Troubleshooting: MA-GBLUP

Comparing MA estimates using meta vs target genetic variance on selected traits

Published

February 25, 2026

Selected traits (MT, PH, and TKW) exhibited higher RMSE for MA-GBLUP using meta genetic variance compared to target RMSE
For MA-GBLUP: SS=summary statistics; MetaPAs= using SS of PYT-S and AYT-S; MetaPAo= using SS of PYT-S and AYT-O; MetaAAs= using SS of AYT-O and AYT-S
Plot: Top=Meta estimates uses meta genetic variance; bottom=Meta estimates uses target genetic variance

MT

Code

par(mfrow= c(2, 3))
par(mar=c(5,7,6,0))
plot(Gh_AYT_O, mt_AYT_O, xlab = expression(hat(g)[AYT_O]), 
     ylab = expression(hat(g)[MetaPAs]), cex.lab= 1.5, col="orangered3")
plot(Gh_AYT_S, mt_AYT_S, xlab = expression(hat(g)[AYT_S]), 
     ylab = expression(hat(g)[MetaPAo]), cex.lab= 1.5, col="gold3")
plot(Gh_PYT_S, mt_PYT_S, xlab = expression(hat(g)[PYT_S]), 
     ylab = expression(hat(g)[MetaAAs]), cex.lab= 1.5, col="forestgreen")

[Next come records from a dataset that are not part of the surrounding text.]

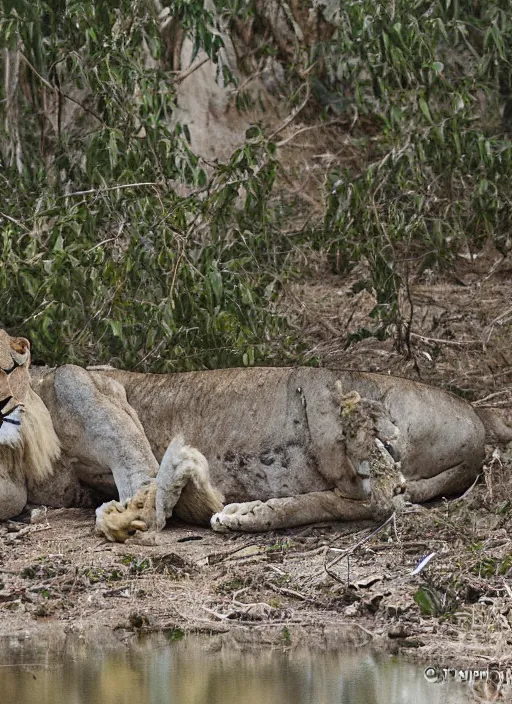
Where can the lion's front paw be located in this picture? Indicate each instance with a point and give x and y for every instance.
(118, 522)
(239, 517)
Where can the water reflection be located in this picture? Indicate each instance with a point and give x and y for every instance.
(197, 671)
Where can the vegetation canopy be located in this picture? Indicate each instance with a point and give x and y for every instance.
(119, 244)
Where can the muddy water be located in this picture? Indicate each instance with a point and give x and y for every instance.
(157, 670)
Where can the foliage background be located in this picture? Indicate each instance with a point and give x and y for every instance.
(119, 244)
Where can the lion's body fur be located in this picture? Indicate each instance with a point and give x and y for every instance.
(273, 435)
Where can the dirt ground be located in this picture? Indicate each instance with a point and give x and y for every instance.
(326, 585)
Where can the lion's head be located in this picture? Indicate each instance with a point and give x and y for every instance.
(14, 386)
(28, 443)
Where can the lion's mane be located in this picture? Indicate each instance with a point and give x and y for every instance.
(34, 456)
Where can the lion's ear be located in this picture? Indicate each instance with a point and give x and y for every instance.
(20, 349)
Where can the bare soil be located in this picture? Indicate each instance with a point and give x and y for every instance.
(284, 588)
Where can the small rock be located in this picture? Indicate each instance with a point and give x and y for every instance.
(351, 610)
(398, 630)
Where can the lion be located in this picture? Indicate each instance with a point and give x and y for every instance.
(268, 448)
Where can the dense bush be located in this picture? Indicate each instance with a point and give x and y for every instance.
(105, 259)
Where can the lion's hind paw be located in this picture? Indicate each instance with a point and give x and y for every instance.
(239, 517)
(118, 522)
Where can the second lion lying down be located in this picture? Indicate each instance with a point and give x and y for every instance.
(282, 447)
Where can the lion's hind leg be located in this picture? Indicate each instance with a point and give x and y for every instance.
(447, 483)
(184, 487)
(302, 509)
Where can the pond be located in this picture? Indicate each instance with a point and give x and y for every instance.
(199, 670)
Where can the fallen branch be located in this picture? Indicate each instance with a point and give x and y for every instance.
(350, 550)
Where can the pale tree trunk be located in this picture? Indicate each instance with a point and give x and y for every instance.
(12, 146)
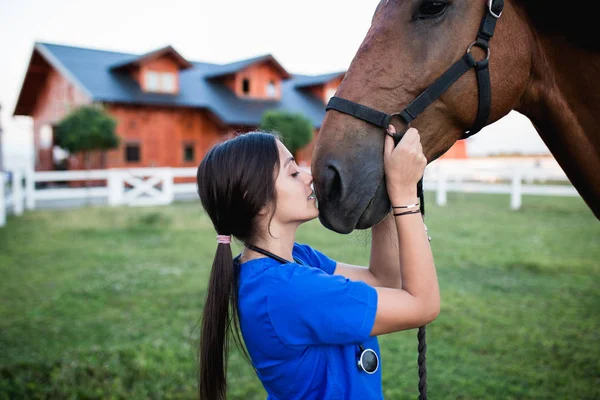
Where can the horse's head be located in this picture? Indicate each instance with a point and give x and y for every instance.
(409, 45)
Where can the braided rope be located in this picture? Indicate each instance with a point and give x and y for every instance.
(422, 333)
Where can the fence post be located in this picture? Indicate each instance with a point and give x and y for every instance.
(441, 198)
(2, 200)
(115, 187)
(29, 188)
(168, 185)
(516, 191)
(18, 192)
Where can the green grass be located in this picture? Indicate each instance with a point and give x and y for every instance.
(104, 303)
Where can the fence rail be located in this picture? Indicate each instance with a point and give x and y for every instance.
(27, 189)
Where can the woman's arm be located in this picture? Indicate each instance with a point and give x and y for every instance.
(418, 301)
(384, 265)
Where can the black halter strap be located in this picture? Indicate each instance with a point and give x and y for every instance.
(417, 106)
(437, 88)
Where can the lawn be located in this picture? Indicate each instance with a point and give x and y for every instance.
(105, 302)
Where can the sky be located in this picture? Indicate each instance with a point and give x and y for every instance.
(307, 37)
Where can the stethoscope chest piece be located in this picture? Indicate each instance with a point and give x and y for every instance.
(368, 360)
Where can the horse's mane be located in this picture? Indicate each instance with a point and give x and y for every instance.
(577, 20)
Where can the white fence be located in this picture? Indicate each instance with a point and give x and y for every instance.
(156, 186)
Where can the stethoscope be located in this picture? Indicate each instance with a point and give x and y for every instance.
(367, 359)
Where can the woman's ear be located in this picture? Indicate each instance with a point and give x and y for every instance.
(264, 211)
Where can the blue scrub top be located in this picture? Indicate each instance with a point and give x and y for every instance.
(302, 325)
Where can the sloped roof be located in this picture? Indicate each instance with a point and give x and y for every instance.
(182, 63)
(237, 66)
(93, 72)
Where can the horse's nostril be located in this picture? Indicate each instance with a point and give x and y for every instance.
(332, 183)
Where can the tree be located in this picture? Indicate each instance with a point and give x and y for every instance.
(86, 129)
(295, 129)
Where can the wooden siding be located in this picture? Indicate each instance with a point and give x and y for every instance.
(259, 76)
(162, 64)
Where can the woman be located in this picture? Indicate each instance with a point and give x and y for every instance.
(309, 323)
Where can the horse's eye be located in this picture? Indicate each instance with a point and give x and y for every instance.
(431, 9)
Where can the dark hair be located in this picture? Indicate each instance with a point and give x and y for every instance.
(236, 180)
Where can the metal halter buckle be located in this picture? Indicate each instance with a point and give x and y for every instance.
(490, 2)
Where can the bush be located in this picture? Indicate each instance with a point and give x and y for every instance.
(295, 129)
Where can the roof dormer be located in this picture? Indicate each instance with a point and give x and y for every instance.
(257, 78)
(322, 87)
(156, 71)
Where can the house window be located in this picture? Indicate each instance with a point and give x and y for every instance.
(329, 93)
(188, 152)
(168, 82)
(152, 81)
(271, 89)
(132, 152)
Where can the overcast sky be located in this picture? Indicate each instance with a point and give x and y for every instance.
(308, 37)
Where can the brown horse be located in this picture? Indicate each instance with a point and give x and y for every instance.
(544, 61)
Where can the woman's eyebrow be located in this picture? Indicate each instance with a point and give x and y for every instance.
(288, 161)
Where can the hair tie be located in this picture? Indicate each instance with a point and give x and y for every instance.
(225, 239)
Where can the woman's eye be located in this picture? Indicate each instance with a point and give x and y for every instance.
(432, 9)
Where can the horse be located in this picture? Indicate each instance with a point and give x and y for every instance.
(542, 59)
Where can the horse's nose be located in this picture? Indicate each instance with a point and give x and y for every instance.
(331, 184)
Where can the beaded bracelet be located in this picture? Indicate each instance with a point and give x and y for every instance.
(407, 212)
(408, 206)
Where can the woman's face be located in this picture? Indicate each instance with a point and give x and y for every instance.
(295, 197)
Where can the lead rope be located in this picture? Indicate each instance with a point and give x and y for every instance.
(422, 333)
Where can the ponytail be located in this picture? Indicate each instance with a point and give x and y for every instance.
(220, 310)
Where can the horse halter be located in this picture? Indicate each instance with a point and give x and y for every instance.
(425, 99)
(435, 90)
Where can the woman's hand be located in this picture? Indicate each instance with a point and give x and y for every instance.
(404, 165)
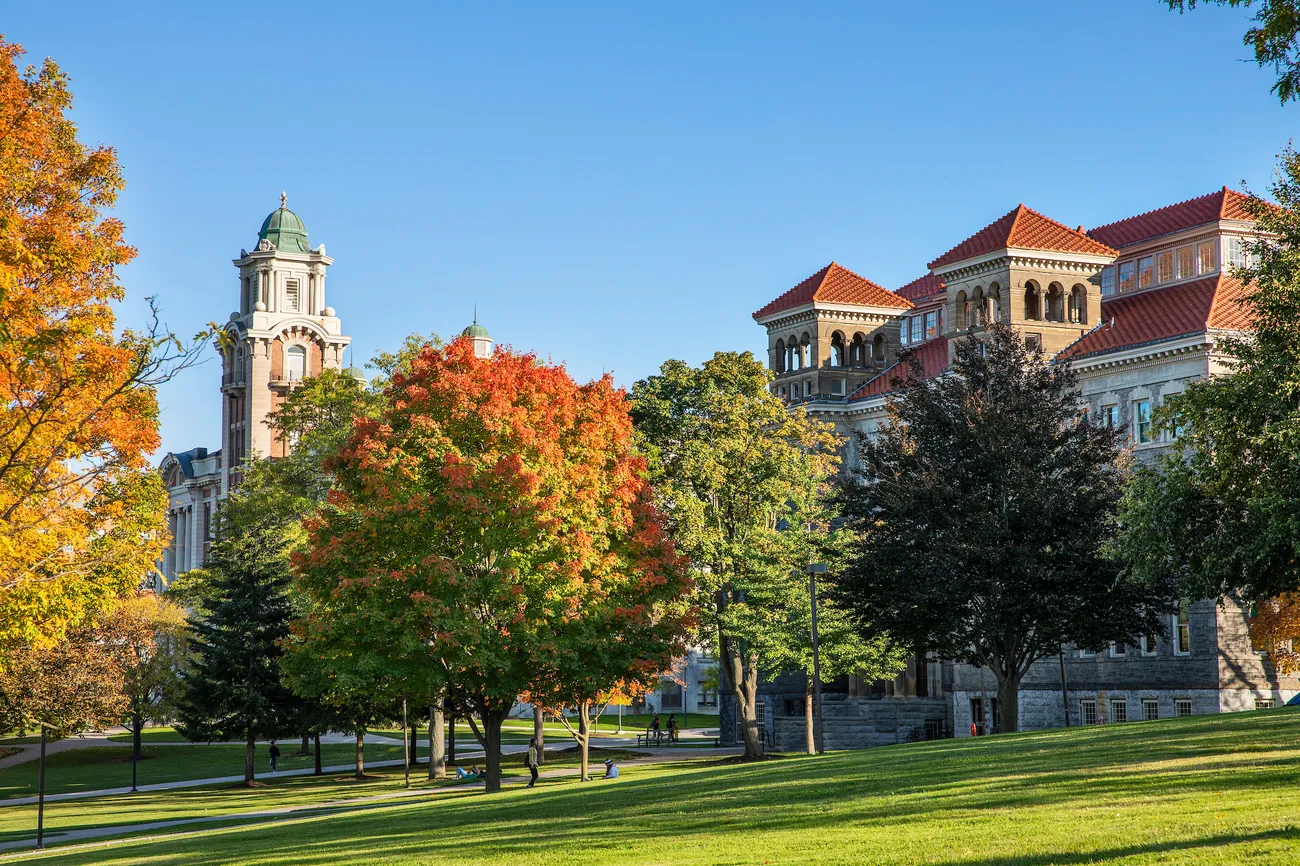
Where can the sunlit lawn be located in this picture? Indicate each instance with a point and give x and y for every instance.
(1207, 789)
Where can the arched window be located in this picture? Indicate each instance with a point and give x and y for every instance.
(295, 363)
(1032, 302)
(1079, 304)
(1056, 302)
(858, 350)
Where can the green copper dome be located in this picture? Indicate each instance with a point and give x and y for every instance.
(285, 229)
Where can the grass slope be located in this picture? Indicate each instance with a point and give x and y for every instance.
(1207, 789)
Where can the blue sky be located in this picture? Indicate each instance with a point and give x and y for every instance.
(620, 183)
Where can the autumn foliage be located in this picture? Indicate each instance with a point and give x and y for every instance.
(81, 514)
(492, 525)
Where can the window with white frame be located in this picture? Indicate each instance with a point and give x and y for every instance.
(1126, 276)
(1145, 272)
(1183, 631)
(295, 363)
(1142, 421)
(1165, 265)
(1205, 256)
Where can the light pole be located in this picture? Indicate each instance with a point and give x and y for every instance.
(818, 731)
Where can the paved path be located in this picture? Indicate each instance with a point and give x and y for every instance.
(310, 810)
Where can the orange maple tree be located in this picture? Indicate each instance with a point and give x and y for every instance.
(1275, 628)
(492, 527)
(81, 514)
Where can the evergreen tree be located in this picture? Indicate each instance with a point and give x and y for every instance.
(986, 509)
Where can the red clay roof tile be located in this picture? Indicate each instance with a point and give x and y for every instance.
(833, 284)
(1221, 204)
(921, 288)
(1213, 303)
(1023, 229)
(931, 355)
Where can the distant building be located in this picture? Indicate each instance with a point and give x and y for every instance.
(1136, 307)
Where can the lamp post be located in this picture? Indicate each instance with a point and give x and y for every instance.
(818, 731)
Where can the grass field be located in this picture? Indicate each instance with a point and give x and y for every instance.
(111, 766)
(1205, 789)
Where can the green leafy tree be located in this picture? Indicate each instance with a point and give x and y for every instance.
(1221, 510)
(1273, 38)
(729, 466)
(986, 507)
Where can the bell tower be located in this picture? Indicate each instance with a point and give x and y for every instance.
(282, 333)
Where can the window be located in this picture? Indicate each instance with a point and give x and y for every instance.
(1182, 631)
(1165, 267)
(1145, 272)
(1148, 644)
(295, 363)
(1142, 421)
(1205, 256)
(1126, 276)
(707, 696)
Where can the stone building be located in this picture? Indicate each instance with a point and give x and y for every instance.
(1136, 307)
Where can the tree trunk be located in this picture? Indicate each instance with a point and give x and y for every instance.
(745, 685)
(492, 721)
(250, 757)
(810, 739)
(137, 730)
(437, 747)
(540, 732)
(584, 737)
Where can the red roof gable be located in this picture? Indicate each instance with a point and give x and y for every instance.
(931, 355)
(1221, 204)
(1023, 229)
(833, 284)
(924, 286)
(1213, 303)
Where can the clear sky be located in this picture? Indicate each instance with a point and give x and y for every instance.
(619, 183)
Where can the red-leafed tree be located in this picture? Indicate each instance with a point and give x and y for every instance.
(480, 522)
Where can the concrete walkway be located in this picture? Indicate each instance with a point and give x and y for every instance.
(308, 810)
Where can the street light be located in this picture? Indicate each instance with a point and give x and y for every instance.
(818, 732)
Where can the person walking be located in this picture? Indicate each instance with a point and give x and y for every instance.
(532, 761)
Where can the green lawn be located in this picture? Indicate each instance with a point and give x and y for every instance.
(111, 766)
(1207, 789)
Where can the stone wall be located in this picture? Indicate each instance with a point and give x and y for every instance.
(853, 723)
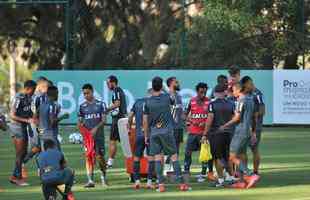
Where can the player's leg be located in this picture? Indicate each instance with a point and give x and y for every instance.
(256, 153)
(20, 141)
(170, 148)
(114, 138)
(139, 150)
(100, 152)
(68, 177)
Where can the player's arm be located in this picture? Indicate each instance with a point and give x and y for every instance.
(209, 120)
(145, 122)
(117, 102)
(236, 118)
(261, 103)
(15, 105)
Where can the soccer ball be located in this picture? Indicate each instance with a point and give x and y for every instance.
(75, 138)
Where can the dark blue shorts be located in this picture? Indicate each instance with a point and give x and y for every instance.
(140, 147)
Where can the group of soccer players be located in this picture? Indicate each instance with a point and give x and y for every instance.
(230, 121)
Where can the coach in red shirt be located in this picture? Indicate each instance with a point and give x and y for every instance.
(197, 114)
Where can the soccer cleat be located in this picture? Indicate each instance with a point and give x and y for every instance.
(161, 188)
(70, 196)
(201, 178)
(239, 185)
(251, 180)
(211, 177)
(184, 187)
(22, 183)
(90, 184)
(24, 173)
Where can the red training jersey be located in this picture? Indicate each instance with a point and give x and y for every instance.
(198, 115)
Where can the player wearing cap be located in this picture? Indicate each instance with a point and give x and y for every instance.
(197, 114)
(220, 112)
(136, 114)
(245, 131)
(158, 126)
(92, 116)
(21, 116)
(118, 110)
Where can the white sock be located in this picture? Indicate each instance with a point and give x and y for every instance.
(110, 161)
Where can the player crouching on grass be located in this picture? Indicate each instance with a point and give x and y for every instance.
(137, 114)
(244, 132)
(53, 172)
(49, 116)
(220, 112)
(158, 126)
(92, 116)
(197, 114)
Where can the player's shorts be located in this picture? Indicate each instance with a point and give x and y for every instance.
(140, 147)
(258, 139)
(239, 143)
(193, 143)
(114, 130)
(220, 145)
(100, 143)
(178, 135)
(163, 143)
(19, 131)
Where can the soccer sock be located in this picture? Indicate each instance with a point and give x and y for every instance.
(151, 169)
(110, 161)
(204, 167)
(187, 162)
(136, 170)
(210, 165)
(178, 171)
(242, 168)
(90, 177)
(159, 171)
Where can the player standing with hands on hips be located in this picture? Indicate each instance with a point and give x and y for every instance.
(118, 110)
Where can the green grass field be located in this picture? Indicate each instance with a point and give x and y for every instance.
(285, 173)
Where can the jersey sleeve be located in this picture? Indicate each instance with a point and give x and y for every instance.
(146, 110)
(240, 107)
(133, 109)
(210, 108)
(117, 95)
(188, 107)
(15, 104)
(80, 113)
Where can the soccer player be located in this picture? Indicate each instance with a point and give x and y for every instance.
(118, 110)
(177, 113)
(92, 115)
(54, 172)
(39, 97)
(158, 126)
(136, 114)
(221, 80)
(234, 75)
(49, 116)
(220, 112)
(197, 114)
(21, 116)
(244, 132)
(260, 109)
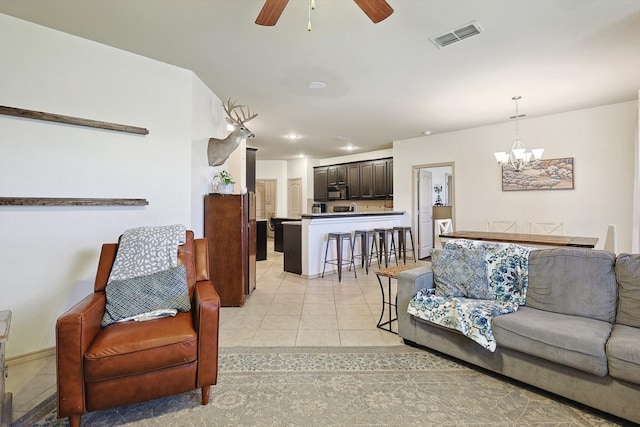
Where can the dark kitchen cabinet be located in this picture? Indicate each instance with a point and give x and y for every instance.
(390, 178)
(320, 183)
(353, 179)
(337, 175)
(379, 179)
(366, 180)
(370, 179)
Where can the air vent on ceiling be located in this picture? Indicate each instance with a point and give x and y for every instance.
(456, 35)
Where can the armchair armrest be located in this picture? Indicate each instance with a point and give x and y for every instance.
(410, 282)
(206, 309)
(75, 331)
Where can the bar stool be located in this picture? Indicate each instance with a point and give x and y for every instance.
(402, 242)
(365, 248)
(339, 239)
(387, 243)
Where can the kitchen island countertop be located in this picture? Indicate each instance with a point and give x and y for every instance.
(348, 214)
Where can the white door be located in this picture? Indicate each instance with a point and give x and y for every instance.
(425, 213)
(294, 197)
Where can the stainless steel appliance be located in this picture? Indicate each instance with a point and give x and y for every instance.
(337, 192)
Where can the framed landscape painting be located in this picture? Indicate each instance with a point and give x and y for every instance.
(548, 174)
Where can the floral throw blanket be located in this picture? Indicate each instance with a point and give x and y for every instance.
(507, 275)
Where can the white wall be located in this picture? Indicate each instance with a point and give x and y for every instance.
(48, 255)
(356, 157)
(601, 140)
(275, 169)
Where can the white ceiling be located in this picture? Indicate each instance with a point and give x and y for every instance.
(385, 81)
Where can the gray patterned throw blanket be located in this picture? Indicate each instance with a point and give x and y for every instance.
(147, 250)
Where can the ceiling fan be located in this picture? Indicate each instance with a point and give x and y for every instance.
(376, 10)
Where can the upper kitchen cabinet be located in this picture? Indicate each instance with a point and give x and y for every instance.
(353, 179)
(390, 178)
(370, 179)
(380, 190)
(320, 183)
(366, 180)
(337, 175)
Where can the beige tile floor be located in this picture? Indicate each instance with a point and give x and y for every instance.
(284, 310)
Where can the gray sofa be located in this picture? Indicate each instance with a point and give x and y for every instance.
(578, 335)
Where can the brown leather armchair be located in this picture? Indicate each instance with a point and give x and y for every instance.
(130, 362)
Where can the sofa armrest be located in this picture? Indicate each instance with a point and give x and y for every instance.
(75, 331)
(206, 307)
(410, 282)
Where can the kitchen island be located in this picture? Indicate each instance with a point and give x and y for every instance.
(315, 228)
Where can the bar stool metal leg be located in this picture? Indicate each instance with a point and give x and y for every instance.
(339, 239)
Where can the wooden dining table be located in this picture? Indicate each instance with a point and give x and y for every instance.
(524, 239)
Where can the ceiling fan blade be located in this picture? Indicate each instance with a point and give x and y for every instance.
(376, 10)
(271, 11)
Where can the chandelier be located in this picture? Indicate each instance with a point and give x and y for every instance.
(518, 157)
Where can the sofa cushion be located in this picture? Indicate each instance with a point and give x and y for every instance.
(623, 352)
(574, 281)
(572, 341)
(628, 275)
(136, 347)
(460, 272)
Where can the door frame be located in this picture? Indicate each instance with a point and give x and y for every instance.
(415, 200)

plot(Gh_AYT_O, mt_AYT_O2, xlab = expression(hat(g)[AYT_O]), 
     ylab = expression(hat(g)[MetaPAs]), cex.lab= 1.5, col="orangered3")
plot(Gh_AYT_S, mt_AYT_S2, xlab = expression(hat(g)[AYT_S]), 
     ylab = expression(hat(g)[MetaPAo]), cex.lab= 1.5, col="gold3")
plot(Gh_PYT_S, mt_PYT_S2, xlab = expression(hat(g)[PYT_S]), 
     ylab = expression(hat(g)[MetaAAs]), cex.lab= 1.5, col="forestgreen")
mtext("MT \n Within Estimated SNP effect vs Meta-SNP effect", side =3, line= -4,
      outer = TRUE)

Code

df_var <- data.frame(Within=c(GP_AYT_O, GP_AYT_S, GP_PYT_S), Meta = c(mt2_AYT_O,
                                                                      mt2_AYT_S, mt2_PYT_S),
                     n = c(1698, 850, 7800)) %>%
  `row.names<-`(c("AYT-O", "AYT-S", "PYT-S"))

kable(df_var,caption="Estimated genetic variance") %>% 
  kable_styling(latex_options = "scale_down")%>% 
  add_footnote(c("n= number of lines"))

Estimated genetic variance
	Within	Meta	n
AYT-O	40.14131	43.52643	1698
AYT-S	20.48739	44.97834	850
PYT-S	46.03035	33.59257	7800
^a n= number of lines

Code

df_rmse <- data.frame(Meta=c(7.37, 5.62, 6.27), Target = c(7.02, 4.21, 8.42))%>%
  `row.names<-`(c("AYT-O", "AYT-S", "PYT-S"))

kable(df_rmse,caption="RMSE") %>% 
  kable_styling(latex_options = "scale_down")%>% 
  add_footnote(c("Meta=using meta genetic variance","Target=using target genetic variance"))

RMSE
	Meta	Target
AYT-O	7.37	7.02
AYT-S	5.62	4.21
PYT-S	6.27	8.42
^a Meta=using meta genetic variance
^b Target=using target genetic variance

PH

Code

par(mfrow= c(2, 3))
par(mar=c(5,7,6,0))
plot(Gh_AYT_O, mt_AYT_O, xlab = expression(hat(g)[AYT_O]), 
     ylab = expression(hat(g)[MetaPAs]), cex.lab= 1.5, col="orangered3")
plot(Gh_AYT_S, mt_AYT_S, xlab = expression(hat(g)[AYT_S]), 
     ylab = expression(hat(g)[MetaPAo]), cex.lab= 1.5, col="gold3")
plot(Gh_PYT_S, mt_PYT_S, xlab = expression(hat(g)[PYT_S]), 
     ylab = expression(hat(g)[MetaAAs]), cex.lab= 1.5, col="forestgreen")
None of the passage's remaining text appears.